Tembo DataWarehouse Stack is tuned and configured for data warehouse workloads. Extract, Transform and Load data from external sources using extensions. Build centralize datastore for analytical and tactical queries.
Container Image
This stack is built with a custom image, dw-cnpg
, which you can find more detailed information about within the dw-cnpg Dockerfile
For interest in the other Stack-specific images, please visit the official tembo-images repository.
Extensions
pg_stat_statements
provides statistics on SQL statements executed by the database. It helps users analyze query performance and identify areas for optimization.- hydra_columnar -
hydra_columnar
is open source, column-oriented Postgres, designed for high-speed aggregate operations. - pg_partman -
pg_partman
- simplifies and automates partitioning of large database tables.
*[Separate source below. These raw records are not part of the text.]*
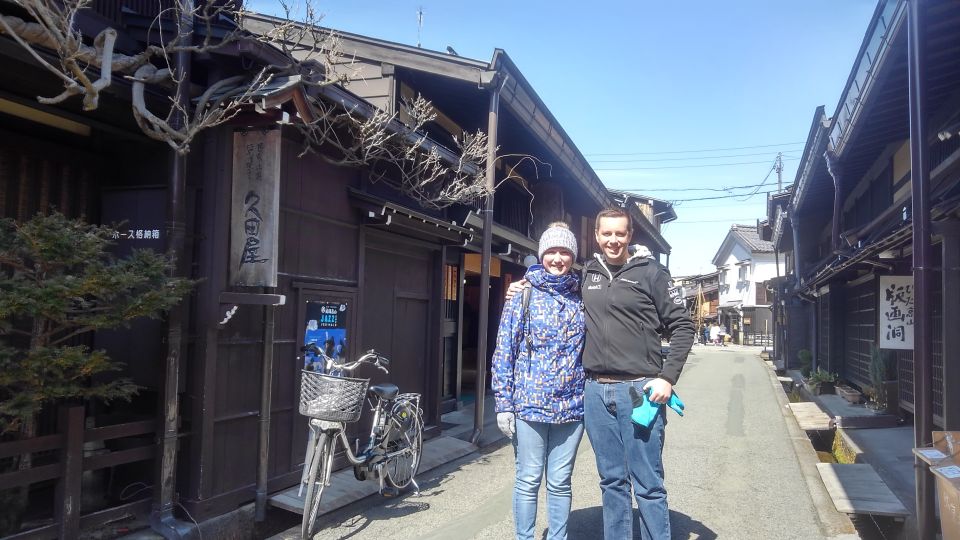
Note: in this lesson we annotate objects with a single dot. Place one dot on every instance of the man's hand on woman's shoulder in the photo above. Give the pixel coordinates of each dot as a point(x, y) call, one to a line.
point(515, 288)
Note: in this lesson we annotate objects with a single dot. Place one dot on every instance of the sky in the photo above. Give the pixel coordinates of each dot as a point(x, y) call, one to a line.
point(674, 100)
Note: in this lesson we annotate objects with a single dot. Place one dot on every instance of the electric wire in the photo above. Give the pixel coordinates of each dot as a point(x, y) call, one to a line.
point(678, 158)
point(684, 166)
point(695, 151)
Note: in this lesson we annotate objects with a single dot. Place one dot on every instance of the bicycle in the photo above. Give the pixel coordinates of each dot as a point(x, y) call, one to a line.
point(332, 400)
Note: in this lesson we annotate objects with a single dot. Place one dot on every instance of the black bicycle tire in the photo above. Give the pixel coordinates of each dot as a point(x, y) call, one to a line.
point(311, 499)
point(418, 441)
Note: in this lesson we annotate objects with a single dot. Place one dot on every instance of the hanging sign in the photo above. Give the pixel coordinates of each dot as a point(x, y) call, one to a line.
point(896, 312)
point(255, 210)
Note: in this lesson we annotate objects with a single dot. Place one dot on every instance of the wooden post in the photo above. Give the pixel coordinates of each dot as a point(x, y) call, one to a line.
point(950, 246)
point(67, 511)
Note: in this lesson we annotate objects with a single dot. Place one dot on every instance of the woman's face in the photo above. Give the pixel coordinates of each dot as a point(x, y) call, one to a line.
point(557, 261)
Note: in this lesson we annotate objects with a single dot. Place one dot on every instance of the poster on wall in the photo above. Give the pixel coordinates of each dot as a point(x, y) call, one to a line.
point(896, 312)
point(326, 327)
point(255, 208)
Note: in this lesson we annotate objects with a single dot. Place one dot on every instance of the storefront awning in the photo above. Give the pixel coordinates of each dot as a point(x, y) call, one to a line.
point(508, 243)
point(385, 214)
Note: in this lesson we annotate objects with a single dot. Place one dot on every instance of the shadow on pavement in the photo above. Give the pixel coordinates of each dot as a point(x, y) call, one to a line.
point(587, 524)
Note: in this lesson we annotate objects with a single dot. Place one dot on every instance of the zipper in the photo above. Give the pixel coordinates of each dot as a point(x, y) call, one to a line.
point(607, 310)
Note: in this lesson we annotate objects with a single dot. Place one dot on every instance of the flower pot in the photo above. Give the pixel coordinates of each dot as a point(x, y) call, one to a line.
point(849, 394)
point(824, 388)
point(890, 396)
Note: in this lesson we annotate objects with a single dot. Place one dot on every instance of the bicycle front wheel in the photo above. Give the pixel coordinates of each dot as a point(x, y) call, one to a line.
point(407, 435)
point(316, 481)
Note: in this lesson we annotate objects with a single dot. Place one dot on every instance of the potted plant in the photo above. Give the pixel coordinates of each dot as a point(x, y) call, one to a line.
point(883, 381)
point(822, 381)
point(849, 393)
point(806, 362)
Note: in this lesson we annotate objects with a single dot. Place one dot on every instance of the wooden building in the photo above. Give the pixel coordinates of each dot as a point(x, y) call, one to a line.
point(393, 275)
point(701, 295)
point(847, 231)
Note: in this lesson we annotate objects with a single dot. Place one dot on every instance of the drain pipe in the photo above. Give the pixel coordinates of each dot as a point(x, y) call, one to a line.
point(266, 397)
point(162, 520)
point(833, 167)
point(922, 273)
point(492, 124)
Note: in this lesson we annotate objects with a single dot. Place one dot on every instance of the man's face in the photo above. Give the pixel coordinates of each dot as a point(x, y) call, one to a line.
point(613, 237)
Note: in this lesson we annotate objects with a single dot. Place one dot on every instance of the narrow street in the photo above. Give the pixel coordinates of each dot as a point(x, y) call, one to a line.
point(732, 472)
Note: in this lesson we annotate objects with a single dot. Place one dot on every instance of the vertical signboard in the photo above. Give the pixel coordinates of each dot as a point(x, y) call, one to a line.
point(896, 312)
point(255, 208)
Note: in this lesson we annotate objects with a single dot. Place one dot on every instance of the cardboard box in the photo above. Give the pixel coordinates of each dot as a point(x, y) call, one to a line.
point(943, 457)
point(944, 451)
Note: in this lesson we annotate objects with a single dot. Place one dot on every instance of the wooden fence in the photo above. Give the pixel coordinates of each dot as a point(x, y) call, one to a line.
point(68, 470)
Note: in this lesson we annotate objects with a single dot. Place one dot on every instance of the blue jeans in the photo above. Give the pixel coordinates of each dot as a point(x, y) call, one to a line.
point(627, 454)
point(538, 445)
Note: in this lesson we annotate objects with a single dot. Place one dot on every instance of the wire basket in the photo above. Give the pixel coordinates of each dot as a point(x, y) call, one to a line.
point(336, 399)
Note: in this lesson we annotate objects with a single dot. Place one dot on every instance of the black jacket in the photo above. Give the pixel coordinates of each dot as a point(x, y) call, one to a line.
point(627, 315)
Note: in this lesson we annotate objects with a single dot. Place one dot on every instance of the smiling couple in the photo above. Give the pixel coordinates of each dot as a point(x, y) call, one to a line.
point(566, 362)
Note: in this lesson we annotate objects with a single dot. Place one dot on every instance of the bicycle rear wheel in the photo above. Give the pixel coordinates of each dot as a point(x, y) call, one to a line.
point(316, 481)
point(401, 469)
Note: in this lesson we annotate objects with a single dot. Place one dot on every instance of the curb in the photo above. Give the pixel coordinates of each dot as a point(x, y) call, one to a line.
point(833, 524)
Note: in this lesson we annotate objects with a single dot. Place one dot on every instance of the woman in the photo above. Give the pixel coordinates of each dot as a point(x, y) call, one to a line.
point(538, 382)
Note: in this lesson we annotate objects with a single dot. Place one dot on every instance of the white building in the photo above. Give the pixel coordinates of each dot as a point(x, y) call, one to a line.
point(745, 262)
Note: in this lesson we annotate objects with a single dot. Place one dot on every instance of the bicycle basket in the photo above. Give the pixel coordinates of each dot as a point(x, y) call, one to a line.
point(336, 399)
It helps manage data efficiently by dividing it into smaller, more manageable partitions. - pg_cron -
pg_cron
automates database tasks within PostgreSQL, enabling scheduled maintenance, recurring tasks, and interval-based SQL queries. - postgres_fdw -
postgres_fdw
provides the foreign data wrapper necessary to access data stored in external Postgres servers. - redis_fdw -
redis_fdw
provides the foreign data wrapper necessary to access data stored in external Redis servers. - wrappers -
wrappers
is a development framework for Postgres Foreign Data Wrappers (FDW), written in Rust. It also comes with collection of FDWs built by Supabase. - multicorn -
multicorn2
Foreign Data Wrapper allows you to fetch foreign data in Python in your PostgreSQL server. - Extensions from Trunk can be installed on-demand.
Getting started
Let’s say you are wearing a data engineer hat and working on a click through rate (CTR) project and you have got a bunch of CTR data dumped in S3. Data can be in CSV, Parquet or JSON format. Motivation is to get insights from S3 data with minimal setup.
About Data in S3
The data we will use for the example is available in a publicly available S3 bucket. You can download the data using the aws-cli from the bucket using the following command. Please note that you will need to have the aws-cli installed and configured with your AWS credentials.
aws s3api get-object --bucket tembo-demo-bucket --key CTR1M.csv.gz ./CTR1M.csv.gz --no-sign-request
And then create a new bucket and upload the data using the following command.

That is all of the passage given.